Der souveräne Umgang mit Farben, Formen und Kompositionen zeichnet Ornys einzigartiges künstlerisches Werk aus. Einige Motive wie schlanke, tänzelnde Figuren greift er sein ganzes Leben lang auf. Er entwickelt sie weiter, stellt Serien in korrespondierenden Farben her, schließlich sind es nur noch Linien und geometrische Flächen, die dennoch eindeutig als Figuren in unterschiedlichsten Posen identi­fi­zierbar sind. Meisterlich! Auch Natur und Landschaften werden vom Gegenständlichen weg und immer mehr ins Abstrakte getrieben, bis Naturphänomene und Stimmungen ausschließlich über Farbe und Struktur erfahrbar sind. Viele dieser Bilder entstanden in den 1960er-Jahren und waren ganz gewiss durch die Umgebung geprägt – 1959 richteten sich die Ornys ein Atelierhaus in Großseeham in der heutigen Gemeinde Weyarn ein, das sie mehr als 40 Jahre lang hielten. Daneben erwarben die Ornys eine alte Ölmühle auf Korfu, die zu einem Gesamtkunstwerk mit Bodenmosaiken aus Muranoglas, bemalten Wänden und lichten Räumen umgebaut wurde. Griechenland animierte Orny zu naturalistischen und realistischen Bildern. Seine Motive sind Olivenbäume, Badende im Meer, Land­schaften und Orny geht es einmal mehr darum, auf zwei­dimen­sionalen Flächen Räume zu erzeugen.

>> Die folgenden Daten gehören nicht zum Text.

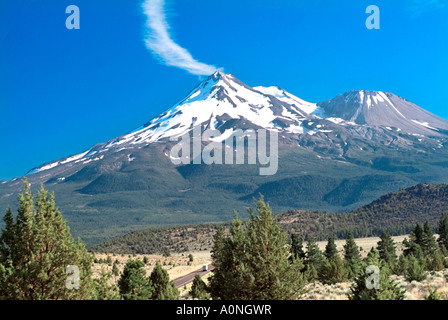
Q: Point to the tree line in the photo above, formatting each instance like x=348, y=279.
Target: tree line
x=255, y=259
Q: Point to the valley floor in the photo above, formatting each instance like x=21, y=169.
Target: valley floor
x=179, y=264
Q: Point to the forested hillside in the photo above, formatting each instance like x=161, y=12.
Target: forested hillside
x=395, y=213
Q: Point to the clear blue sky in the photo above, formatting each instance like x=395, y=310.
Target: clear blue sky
x=62, y=91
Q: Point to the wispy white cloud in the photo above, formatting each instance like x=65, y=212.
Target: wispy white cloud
x=417, y=7
x=159, y=42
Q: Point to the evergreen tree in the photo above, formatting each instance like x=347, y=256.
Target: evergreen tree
x=352, y=256
x=388, y=289
x=7, y=237
x=297, y=247
x=198, y=289
x=415, y=269
x=413, y=246
x=133, y=283
x=164, y=289
x=115, y=270
x=314, y=257
x=435, y=262
x=330, y=249
x=37, y=250
x=253, y=263
x=429, y=243
x=386, y=249
x=443, y=232
x=400, y=266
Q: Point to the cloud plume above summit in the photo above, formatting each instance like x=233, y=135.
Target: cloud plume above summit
x=159, y=42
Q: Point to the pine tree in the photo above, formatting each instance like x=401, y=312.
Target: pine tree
x=164, y=289
x=443, y=232
x=314, y=257
x=228, y=254
x=415, y=269
x=198, y=289
x=435, y=262
x=297, y=247
x=253, y=263
x=330, y=249
x=115, y=270
x=37, y=250
x=428, y=242
x=386, y=249
x=352, y=256
x=388, y=289
x=413, y=246
x=7, y=237
x=133, y=283
x=400, y=266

Ebenso ästhetisch wie ausdrucksstark sind die von Orny entwickelten Polytychoi, man könnte sie als Mosaik aus einzelnen Bildern mit geo­me­tri­schen Formen wie Linien, Rechtecken, Dreiecken oder Mustern bezeichnen, die farblich aufeinander Bezug nehmen und in einem Alu-Rahmen angeordnet werden. Die Arbeiten entstanden insbeson­dere Ende der 1960er-Jahre und sind zeitlos modern.

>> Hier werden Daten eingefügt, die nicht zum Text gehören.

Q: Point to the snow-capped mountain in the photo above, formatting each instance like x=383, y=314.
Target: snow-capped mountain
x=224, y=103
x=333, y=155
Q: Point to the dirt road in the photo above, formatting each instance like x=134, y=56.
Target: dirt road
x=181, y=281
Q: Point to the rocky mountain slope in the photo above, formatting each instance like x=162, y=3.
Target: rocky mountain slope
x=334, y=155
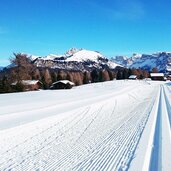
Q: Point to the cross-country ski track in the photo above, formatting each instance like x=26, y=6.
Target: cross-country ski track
x=115, y=125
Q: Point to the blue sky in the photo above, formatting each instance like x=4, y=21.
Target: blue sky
x=113, y=27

Schließlich müssen noch die figürlichen Skulpturen aus ganz unter­schiedlichen Materialien genannt werden. „Die Schreitende“ am Weyarner Rathaus ist eines der wenigen Werke von Ludwig Orny im öffentlichen Raum.

 

Erste Ausstellung in der Region

Es ist kaum zu glauben, dass ein so begabter und vielseitiger Künstler wie Ludwig Orny fast unbekannt ist. Ja, man habe gewusst, dass da ein Künstler wohnt, sagen die Seehamer. Als Kinder seien sie immer wieder zwischen den mannshohen weißen Polyesterskulpturen im Garten der Ornys durchgelaufen. Aber der Künstler hatte wenig Kontakt zu den Leuten am Ort und eine Ausstellung mit Werken von Orny hat es in der Region nie gegeben. So ist Ludwig Ornys künst­le­ri­sches Werk selbst dort, wo er lange Zeit arbeitete, gänzlich unbekannt.

Das soll sich nun ändern: Der Förderverein Kultur & Geschichte in Weyarn plant für 2023 eine Kunstausstellung mit Werken Ludwig Ornys in Weyarn.